In a short statement, UPS said that it had “entered into an agreement to sell its Coyote Logistics business unit to RXO, Inc., for $1.025bn”. Its reasoning was clear, with the sale motivated by the desire to position “itself to become the premium small package provider and logistics partner in the world, the decision to sell our Coyote Logistics business allows an even greater focus on our core business”. So, the sale is a continuation of the strategic repositioning that UPS started when it sold its road freight business, UPS Freight, in 2021.
RXO was more enthusiastic about the deal. In a briefing, Drew Wilkerson, chief executive officer of RXO, asserted that the “highly accretive acquisition of Coyote will immediately increase the scale of our brokerage business, providing customers with more capacity across a wider array of power lanes”. The transaction certainly makes sense for RXO. It transforms the company into the third-largest truck brokerage in the US and doubles its revenue. According to the numbers in RXO’s own presentation, RXO is more profitable than Coyote, with a gross margin of 15.4% compared to 14.5% at Coyote. The opportunity, RXO believes, is to reduce costs by around US$25m increasing EBITDA (Earnings Before Interest, Depreciation, and Amortisation). The purchase price is not huge, at a price/earnings ratio of 11.9.
The transformative nature of this deal for RXO is typical of Brad Jacobs, who is Chairman of RXO and the creator of RXO’s former parent XPO. The latter was built out of a series of acquisitions that made XPO one of the largest logistics providers in the world, at least before it floated off GXO and RXO. The combination of Coyote and RXO probably does make the market for truck brokerage more competitive, with a stronger player emerging to rival a troubled C.H. Robinson.

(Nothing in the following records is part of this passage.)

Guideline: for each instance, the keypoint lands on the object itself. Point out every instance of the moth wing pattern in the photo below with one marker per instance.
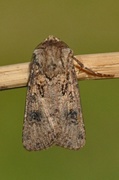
(53, 112)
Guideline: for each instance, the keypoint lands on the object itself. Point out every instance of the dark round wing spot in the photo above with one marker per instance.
(35, 115)
(72, 115)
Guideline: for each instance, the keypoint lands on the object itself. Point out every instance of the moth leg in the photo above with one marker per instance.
(90, 71)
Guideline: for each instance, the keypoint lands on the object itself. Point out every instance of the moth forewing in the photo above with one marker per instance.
(53, 110)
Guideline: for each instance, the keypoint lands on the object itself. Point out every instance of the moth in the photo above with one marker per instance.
(53, 114)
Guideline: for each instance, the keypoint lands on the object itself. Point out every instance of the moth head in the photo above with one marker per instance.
(52, 38)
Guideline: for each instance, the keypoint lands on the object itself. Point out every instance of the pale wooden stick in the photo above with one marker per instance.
(16, 75)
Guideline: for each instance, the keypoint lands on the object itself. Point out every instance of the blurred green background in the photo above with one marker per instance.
(90, 26)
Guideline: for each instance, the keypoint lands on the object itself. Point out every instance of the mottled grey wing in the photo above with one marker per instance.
(72, 134)
(38, 128)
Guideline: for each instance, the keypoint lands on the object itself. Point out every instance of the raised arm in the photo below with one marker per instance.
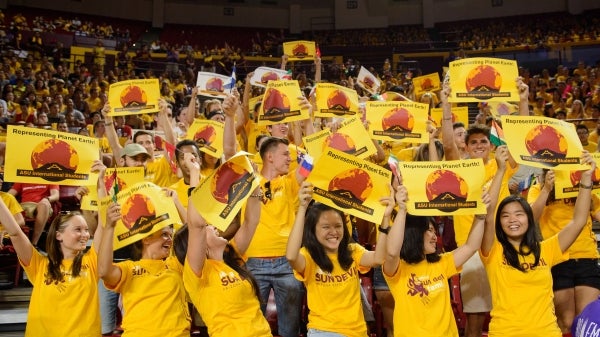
(110, 273)
(317, 69)
(433, 132)
(189, 117)
(540, 202)
(464, 252)
(567, 235)
(165, 122)
(230, 106)
(523, 97)
(20, 241)
(99, 167)
(489, 233)
(450, 149)
(197, 246)
(376, 258)
(395, 237)
(292, 252)
(244, 235)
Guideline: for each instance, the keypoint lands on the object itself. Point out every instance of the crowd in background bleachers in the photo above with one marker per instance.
(43, 89)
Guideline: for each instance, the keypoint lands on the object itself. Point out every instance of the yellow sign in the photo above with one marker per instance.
(212, 85)
(208, 135)
(280, 103)
(220, 196)
(300, 50)
(368, 81)
(262, 76)
(398, 121)
(144, 210)
(350, 184)
(566, 184)
(124, 177)
(335, 100)
(133, 97)
(459, 114)
(427, 83)
(482, 79)
(350, 138)
(444, 187)
(41, 156)
(498, 109)
(543, 142)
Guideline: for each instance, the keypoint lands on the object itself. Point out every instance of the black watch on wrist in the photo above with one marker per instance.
(384, 230)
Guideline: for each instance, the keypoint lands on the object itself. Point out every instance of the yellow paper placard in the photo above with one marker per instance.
(444, 187)
(566, 184)
(394, 96)
(398, 121)
(212, 85)
(221, 195)
(125, 177)
(459, 114)
(315, 143)
(208, 135)
(427, 83)
(335, 100)
(144, 210)
(280, 103)
(368, 81)
(498, 109)
(350, 184)
(543, 142)
(41, 156)
(262, 76)
(300, 50)
(482, 79)
(133, 97)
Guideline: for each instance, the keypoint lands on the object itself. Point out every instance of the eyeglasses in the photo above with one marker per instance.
(268, 193)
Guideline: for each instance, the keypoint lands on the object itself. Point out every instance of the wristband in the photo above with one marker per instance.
(384, 230)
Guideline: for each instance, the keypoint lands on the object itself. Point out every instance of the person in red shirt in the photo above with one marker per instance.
(36, 200)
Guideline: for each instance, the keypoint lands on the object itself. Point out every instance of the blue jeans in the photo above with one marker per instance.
(277, 274)
(321, 333)
(109, 304)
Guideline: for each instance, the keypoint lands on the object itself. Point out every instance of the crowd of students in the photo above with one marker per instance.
(284, 243)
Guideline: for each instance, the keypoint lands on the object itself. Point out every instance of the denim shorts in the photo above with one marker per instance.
(321, 333)
(576, 272)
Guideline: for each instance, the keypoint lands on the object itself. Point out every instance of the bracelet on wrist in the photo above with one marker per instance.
(385, 230)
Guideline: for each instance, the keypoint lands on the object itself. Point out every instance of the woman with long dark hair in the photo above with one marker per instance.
(518, 263)
(329, 264)
(214, 274)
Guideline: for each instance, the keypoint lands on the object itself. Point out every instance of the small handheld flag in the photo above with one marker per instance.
(115, 185)
(232, 80)
(287, 76)
(170, 153)
(393, 163)
(497, 134)
(306, 166)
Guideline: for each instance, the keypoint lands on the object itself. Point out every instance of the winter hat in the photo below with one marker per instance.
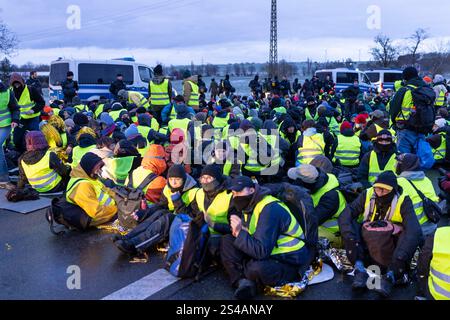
(410, 73)
(345, 126)
(214, 171)
(408, 162)
(177, 171)
(322, 162)
(35, 140)
(89, 161)
(305, 172)
(106, 119)
(186, 74)
(157, 70)
(387, 180)
(441, 123)
(145, 120)
(80, 119)
(131, 132)
(69, 123)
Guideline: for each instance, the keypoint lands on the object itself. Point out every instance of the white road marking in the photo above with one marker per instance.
(145, 287)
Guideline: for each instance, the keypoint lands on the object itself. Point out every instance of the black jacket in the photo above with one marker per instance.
(350, 231)
(33, 157)
(383, 159)
(13, 107)
(273, 221)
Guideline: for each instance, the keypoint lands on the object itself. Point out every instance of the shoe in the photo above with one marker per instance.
(7, 185)
(246, 290)
(360, 280)
(385, 288)
(125, 247)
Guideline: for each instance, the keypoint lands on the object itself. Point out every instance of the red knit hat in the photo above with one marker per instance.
(345, 126)
(35, 140)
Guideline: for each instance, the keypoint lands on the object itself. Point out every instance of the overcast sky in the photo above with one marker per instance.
(214, 31)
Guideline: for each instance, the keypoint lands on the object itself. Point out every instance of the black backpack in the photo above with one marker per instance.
(422, 119)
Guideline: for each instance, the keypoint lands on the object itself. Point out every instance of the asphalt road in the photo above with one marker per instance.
(34, 263)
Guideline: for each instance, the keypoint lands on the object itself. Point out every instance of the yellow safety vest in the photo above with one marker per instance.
(333, 183)
(409, 190)
(5, 115)
(440, 100)
(218, 210)
(40, 176)
(102, 196)
(439, 277)
(374, 168)
(187, 197)
(348, 150)
(313, 146)
(179, 123)
(441, 151)
(159, 93)
(289, 241)
(393, 216)
(26, 104)
(78, 153)
(194, 98)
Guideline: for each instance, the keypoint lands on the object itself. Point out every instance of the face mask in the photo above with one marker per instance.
(210, 187)
(241, 203)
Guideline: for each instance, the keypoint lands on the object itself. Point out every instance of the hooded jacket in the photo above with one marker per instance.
(85, 197)
(33, 157)
(383, 159)
(187, 90)
(351, 232)
(13, 107)
(35, 96)
(273, 221)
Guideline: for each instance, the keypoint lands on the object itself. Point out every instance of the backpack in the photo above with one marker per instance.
(422, 119)
(187, 247)
(67, 214)
(129, 199)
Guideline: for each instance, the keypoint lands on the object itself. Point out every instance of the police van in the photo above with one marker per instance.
(343, 78)
(95, 76)
(384, 79)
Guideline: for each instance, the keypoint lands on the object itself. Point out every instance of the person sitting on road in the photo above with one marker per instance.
(266, 246)
(390, 232)
(381, 158)
(177, 196)
(40, 167)
(412, 180)
(89, 193)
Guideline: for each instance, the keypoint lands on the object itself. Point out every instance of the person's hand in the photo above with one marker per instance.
(236, 225)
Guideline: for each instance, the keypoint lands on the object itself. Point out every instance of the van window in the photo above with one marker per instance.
(373, 76)
(58, 73)
(392, 77)
(346, 77)
(144, 74)
(323, 75)
(94, 73)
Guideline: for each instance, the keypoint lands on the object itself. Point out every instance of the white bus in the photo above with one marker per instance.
(95, 76)
(384, 78)
(343, 78)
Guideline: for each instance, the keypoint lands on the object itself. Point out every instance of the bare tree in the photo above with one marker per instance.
(416, 40)
(384, 52)
(8, 40)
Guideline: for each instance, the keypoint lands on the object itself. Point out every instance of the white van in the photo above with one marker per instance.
(384, 79)
(95, 76)
(343, 78)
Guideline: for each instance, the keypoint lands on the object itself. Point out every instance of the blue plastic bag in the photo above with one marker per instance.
(425, 154)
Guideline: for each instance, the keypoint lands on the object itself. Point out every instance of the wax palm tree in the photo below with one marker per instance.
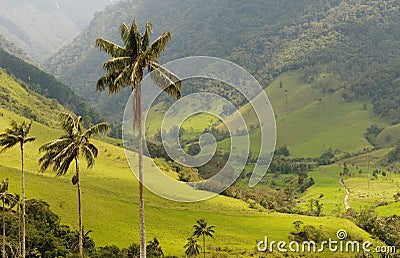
(6, 199)
(192, 247)
(201, 229)
(126, 68)
(18, 134)
(61, 152)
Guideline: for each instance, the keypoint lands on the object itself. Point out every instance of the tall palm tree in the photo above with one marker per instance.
(61, 152)
(192, 247)
(18, 134)
(9, 200)
(201, 229)
(126, 67)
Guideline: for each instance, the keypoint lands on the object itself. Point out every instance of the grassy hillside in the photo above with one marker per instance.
(311, 118)
(48, 86)
(111, 207)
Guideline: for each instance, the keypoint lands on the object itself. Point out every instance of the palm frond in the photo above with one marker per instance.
(146, 36)
(123, 78)
(8, 141)
(135, 40)
(124, 32)
(30, 139)
(90, 152)
(67, 122)
(108, 81)
(110, 48)
(117, 64)
(157, 47)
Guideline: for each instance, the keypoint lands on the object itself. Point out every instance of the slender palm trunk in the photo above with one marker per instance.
(138, 110)
(79, 207)
(4, 232)
(19, 230)
(204, 245)
(23, 202)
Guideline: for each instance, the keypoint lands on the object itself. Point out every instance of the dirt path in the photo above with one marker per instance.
(346, 196)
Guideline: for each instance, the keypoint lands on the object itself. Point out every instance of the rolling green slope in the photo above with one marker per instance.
(27, 103)
(314, 116)
(111, 208)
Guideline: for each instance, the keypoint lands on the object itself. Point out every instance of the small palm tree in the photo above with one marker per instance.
(18, 134)
(9, 200)
(192, 247)
(126, 68)
(201, 229)
(61, 152)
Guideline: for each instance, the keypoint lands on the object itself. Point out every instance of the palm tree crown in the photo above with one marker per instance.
(201, 229)
(60, 152)
(126, 68)
(127, 63)
(192, 247)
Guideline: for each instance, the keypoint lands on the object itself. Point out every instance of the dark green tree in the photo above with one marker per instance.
(61, 152)
(18, 134)
(201, 229)
(192, 247)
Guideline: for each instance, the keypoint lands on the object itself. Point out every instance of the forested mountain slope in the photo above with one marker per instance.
(42, 27)
(38, 81)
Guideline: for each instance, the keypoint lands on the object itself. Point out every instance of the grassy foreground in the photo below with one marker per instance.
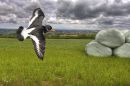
(65, 64)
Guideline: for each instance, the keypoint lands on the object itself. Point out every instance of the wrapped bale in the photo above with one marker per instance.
(111, 38)
(95, 49)
(122, 51)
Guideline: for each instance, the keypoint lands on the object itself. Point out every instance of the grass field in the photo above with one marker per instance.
(65, 64)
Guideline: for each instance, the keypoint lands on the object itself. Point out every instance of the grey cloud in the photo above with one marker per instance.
(91, 8)
(22, 9)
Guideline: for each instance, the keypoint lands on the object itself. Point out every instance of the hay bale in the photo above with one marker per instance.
(122, 51)
(111, 38)
(95, 49)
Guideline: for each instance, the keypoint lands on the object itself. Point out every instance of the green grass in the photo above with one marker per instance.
(65, 64)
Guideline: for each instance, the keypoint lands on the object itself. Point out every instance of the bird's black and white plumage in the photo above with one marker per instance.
(35, 31)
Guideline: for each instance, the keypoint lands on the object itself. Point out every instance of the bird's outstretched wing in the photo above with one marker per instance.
(36, 19)
(39, 45)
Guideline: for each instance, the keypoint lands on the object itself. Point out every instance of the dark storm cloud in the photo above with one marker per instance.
(22, 9)
(83, 9)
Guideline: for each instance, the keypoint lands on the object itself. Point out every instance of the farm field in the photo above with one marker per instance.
(65, 64)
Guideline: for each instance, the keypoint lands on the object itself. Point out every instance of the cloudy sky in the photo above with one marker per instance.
(98, 12)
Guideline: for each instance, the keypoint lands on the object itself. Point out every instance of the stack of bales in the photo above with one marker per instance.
(110, 42)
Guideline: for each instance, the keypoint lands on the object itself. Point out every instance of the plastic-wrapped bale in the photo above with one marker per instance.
(111, 38)
(122, 51)
(127, 37)
(95, 49)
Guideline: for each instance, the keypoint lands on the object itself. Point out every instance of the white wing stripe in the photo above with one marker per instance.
(32, 20)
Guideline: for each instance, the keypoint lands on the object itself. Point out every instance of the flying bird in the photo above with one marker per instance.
(35, 31)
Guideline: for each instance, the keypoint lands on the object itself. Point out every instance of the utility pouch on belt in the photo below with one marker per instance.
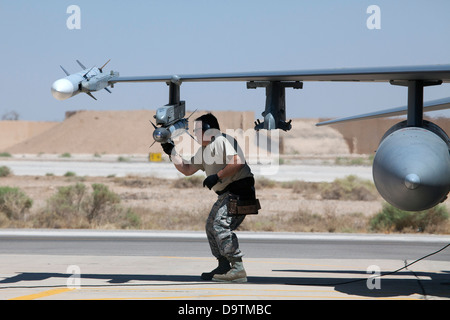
(242, 207)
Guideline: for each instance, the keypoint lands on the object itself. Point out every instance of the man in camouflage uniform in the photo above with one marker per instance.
(227, 172)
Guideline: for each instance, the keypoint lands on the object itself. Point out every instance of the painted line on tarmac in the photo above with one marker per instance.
(43, 294)
(43, 234)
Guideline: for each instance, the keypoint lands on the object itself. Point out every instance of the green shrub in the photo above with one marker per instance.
(101, 200)
(5, 171)
(74, 207)
(14, 202)
(393, 219)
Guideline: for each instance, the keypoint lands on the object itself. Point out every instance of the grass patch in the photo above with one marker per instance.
(348, 188)
(5, 171)
(74, 207)
(188, 182)
(14, 202)
(391, 219)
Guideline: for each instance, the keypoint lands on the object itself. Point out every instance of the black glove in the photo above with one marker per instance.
(168, 147)
(211, 181)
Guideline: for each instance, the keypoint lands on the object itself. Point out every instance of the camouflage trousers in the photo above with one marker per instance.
(219, 230)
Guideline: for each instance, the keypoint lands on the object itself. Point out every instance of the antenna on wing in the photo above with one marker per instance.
(101, 69)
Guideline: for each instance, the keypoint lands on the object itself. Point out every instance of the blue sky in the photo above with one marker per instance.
(199, 36)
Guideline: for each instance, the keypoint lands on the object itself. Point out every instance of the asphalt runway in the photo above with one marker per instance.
(89, 167)
(144, 265)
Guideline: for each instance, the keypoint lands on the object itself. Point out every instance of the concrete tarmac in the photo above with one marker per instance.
(72, 265)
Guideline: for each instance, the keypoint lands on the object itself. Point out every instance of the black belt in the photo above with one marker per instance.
(244, 186)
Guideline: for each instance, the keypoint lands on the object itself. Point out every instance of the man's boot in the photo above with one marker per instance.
(222, 268)
(236, 274)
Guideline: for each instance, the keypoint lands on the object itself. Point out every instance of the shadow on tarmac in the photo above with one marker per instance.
(424, 283)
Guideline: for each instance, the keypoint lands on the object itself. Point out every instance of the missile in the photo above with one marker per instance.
(411, 168)
(87, 81)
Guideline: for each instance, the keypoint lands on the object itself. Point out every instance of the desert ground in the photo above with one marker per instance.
(128, 133)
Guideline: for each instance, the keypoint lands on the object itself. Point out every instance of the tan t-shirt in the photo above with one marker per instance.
(216, 155)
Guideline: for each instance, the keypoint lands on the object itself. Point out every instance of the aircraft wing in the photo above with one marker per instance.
(375, 74)
(434, 105)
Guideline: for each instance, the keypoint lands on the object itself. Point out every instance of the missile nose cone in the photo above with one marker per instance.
(161, 135)
(62, 89)
(412, 181)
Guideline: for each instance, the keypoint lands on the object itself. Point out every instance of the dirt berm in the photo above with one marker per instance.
(130, 132)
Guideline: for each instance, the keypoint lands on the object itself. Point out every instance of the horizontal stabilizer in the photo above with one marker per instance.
(65, 71)
(81, 65)
(434, 105)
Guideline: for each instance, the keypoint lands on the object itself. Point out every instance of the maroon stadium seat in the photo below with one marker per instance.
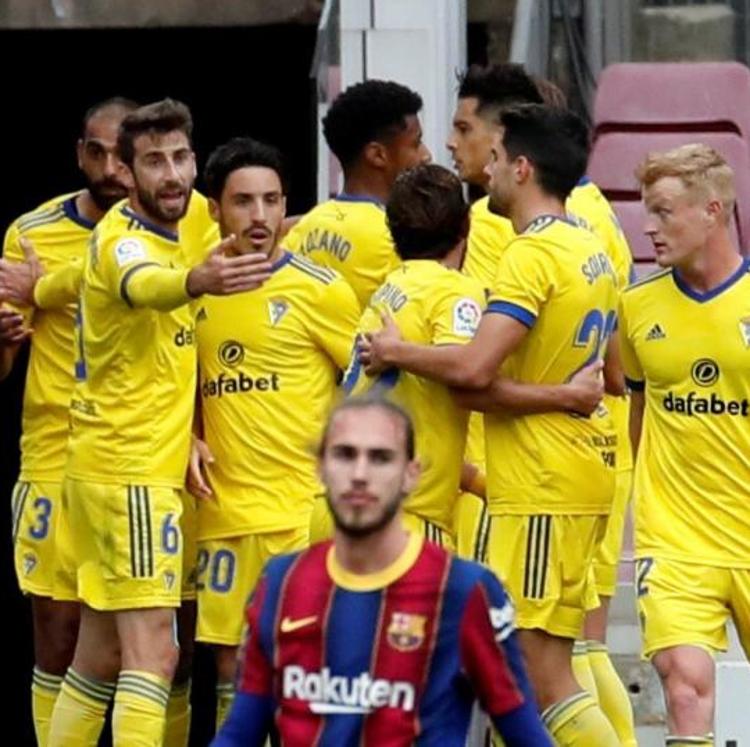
(615, 156)
(704, 96)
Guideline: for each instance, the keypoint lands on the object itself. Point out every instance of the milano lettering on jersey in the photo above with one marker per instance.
(391, 296)
(326, 241)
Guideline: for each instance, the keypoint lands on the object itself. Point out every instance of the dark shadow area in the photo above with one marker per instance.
(237, 81)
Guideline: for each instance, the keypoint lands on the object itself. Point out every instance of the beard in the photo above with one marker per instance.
(151, 206)
(497, 206)
(106, 192)
(352, 528)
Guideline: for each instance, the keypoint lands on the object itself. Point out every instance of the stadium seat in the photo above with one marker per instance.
(706, 96)
(613, 162)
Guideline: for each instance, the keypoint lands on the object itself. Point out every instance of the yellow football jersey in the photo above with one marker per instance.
(269, 363)
(199, 232)
(590, 209)
(135, 364)
(691, 351)
(489, 234)
(350, 235)
(556, 279)
(59, 236)
(432, 305)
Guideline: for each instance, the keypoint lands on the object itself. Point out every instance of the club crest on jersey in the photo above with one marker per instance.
(406, 631)
(129, 250)
(466, 317)
(276, 310)
(745, 330)
(29, 563)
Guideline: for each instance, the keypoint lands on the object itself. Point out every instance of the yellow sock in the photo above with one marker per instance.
(177, 729)
(224, 699)
(582, 669)
(613, 698)
(578, 721)
(140, 709)
(80, 708)
(45, 688)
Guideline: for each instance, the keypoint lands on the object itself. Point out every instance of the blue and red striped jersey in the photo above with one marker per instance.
(394, 658)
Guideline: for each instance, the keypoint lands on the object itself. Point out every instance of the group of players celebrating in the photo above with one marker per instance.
(362, 418)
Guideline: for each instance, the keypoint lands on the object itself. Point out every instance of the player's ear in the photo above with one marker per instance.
(412, 475)
(375, 154)
(522, 169)
(715, 209)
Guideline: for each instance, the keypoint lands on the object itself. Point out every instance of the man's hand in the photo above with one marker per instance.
(221, 274)
(586, 389)
(12, 330)
(196, 481)
(17, 279)
(375, 348)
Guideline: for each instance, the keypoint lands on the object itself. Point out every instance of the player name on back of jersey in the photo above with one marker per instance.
(391, 296)
(323, 240)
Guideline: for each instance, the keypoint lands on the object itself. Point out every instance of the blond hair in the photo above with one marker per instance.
(699, 167)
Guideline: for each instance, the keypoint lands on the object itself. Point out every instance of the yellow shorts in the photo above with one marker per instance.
(41, 545)
(430, 531)
(228, 570)
(189, 526)
(471, 525)
(607, 556)
(689, 604)
(127, 544)
(545, 563)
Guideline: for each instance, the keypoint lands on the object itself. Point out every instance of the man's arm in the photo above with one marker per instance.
(470, 366)
(150, 285)
(13, 332)
(582, 394)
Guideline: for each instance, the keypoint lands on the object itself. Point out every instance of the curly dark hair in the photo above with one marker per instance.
(498, 86)
(427, 213)
(236, 154)
(555, 141)
(372, 110)
(160, 117)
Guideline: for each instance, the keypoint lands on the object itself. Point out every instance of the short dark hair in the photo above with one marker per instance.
(116, 103)
(554, 140)
(498, 86)
(364, 112)
(160, 117)
(236, 154)
(427, 213)
(373, 399)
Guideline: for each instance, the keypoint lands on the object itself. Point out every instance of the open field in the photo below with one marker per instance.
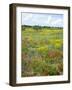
(42, 51)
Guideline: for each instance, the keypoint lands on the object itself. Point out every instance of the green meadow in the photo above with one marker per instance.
(42, 51)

For UPS this is a big sale. The price is large but not overly generous, suggesting it is selling at the bottom of the market. Coyote used to return consistently strong results for UPS, however, the trucking market has changed, favouring owners of assets rather than brokers for the present. UPS is now a more focus company, with essentially just an express business combined with a contract logistics and forwarding business. It is assumed that UPS will not sell the latter.